# Petty knife- Masamoto or Mac?



## tarak (Feb 20, 2017)

Hi all. Looking into getting a 6" petty/utility knife. I'm a very serious home cook, not a pro. Take good care of my knives though.

I've been planning to get a Mac pro, I have the 5" version and its a nice little knife. However, I really love my Masamoto VG gyuto, I have the 210 and am going to get the 240 soon. My question is- would the Masamoto VG petty be worth the extra $30 over the Mac?

Thanks,

Chris


----------



## rick alan (Nov 15, 2012)

Haven't used either, but would go with the MAC here for the savings as I don't believe the Masamoto VG has any advantages, and they have been having reported FF issues for a while now.


----------



## scott livesey (Jan 25, 2013)

have you looked at Ajikiri style knives? here is a link to some http://knifejapan.com/knife-types/ajikiri/. they are basically a baby deba. at some Japanese knife sites, you won't find Ajikiri, but they will have deba as short as 85mm. I have several and use them for most prep work. just an option from a petty that looks like a big paring knife


----------



## millionsknives (Apr 25, 2014)

Not really what ajikiri is for at all, single bevel edge doesnt hold up to board work


----------



## tarak (Feb 20, 2017)

Thanks all. I'm probably not interested in an ajikri at this time- I'm a little bit of a traditionalist - I think I'd like a straight forward petty. Thank you though. Maybe someday.
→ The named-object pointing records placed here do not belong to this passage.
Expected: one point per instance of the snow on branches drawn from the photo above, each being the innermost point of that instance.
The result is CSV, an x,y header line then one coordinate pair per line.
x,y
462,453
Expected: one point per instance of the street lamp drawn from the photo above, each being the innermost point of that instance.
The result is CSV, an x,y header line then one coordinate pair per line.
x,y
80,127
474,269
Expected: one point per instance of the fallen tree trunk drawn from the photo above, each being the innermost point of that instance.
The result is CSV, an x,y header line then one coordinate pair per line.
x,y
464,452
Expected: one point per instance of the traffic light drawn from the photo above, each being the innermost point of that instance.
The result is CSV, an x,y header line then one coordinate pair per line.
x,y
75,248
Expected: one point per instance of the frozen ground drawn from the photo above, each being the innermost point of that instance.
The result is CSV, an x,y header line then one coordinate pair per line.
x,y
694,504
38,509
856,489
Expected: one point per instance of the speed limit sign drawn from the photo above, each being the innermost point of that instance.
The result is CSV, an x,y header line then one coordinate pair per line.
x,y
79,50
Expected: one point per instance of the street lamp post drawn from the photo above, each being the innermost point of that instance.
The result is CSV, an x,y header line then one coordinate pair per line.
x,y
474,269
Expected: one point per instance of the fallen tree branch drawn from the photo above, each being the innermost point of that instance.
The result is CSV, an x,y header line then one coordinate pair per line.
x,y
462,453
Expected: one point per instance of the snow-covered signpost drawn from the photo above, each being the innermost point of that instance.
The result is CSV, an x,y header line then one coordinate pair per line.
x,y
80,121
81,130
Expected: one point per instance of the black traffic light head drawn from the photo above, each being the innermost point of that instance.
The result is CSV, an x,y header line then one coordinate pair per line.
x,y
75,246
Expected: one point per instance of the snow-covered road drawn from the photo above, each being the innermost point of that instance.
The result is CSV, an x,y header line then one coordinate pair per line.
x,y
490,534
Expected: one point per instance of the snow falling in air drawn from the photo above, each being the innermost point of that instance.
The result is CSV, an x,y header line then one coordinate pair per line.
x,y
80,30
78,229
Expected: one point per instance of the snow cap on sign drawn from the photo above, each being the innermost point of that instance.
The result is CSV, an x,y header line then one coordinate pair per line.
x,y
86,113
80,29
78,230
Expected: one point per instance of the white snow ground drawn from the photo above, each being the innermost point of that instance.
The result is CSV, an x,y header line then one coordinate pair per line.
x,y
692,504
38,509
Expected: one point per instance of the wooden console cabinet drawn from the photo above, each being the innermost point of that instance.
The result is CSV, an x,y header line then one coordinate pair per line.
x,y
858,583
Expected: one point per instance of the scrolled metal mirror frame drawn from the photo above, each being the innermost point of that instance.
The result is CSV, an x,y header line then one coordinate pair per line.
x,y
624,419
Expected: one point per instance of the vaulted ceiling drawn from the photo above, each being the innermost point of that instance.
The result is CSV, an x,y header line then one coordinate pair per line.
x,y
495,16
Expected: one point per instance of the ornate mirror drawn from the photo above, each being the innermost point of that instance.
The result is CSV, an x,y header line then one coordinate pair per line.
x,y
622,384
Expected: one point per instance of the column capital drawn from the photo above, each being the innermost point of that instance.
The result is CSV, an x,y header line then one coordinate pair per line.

Rick Alan- my Masamoto has zero Fit and finish issues, that has been my experience with one knife.


----------



## foody518 (Aug 6, 2015)

Are you going to be using the 5" for other things when you get the new 6"?


----------



## mike9 (Jul 13, 2012)

Not for nothing, but the Tojiro ITK 150mm KU Petty is an excellent knife and one of the tallest of many out there. For $40 it's a no brainer IMO.

http://www.chefknivestogo.com/toshitk15pe.html


----------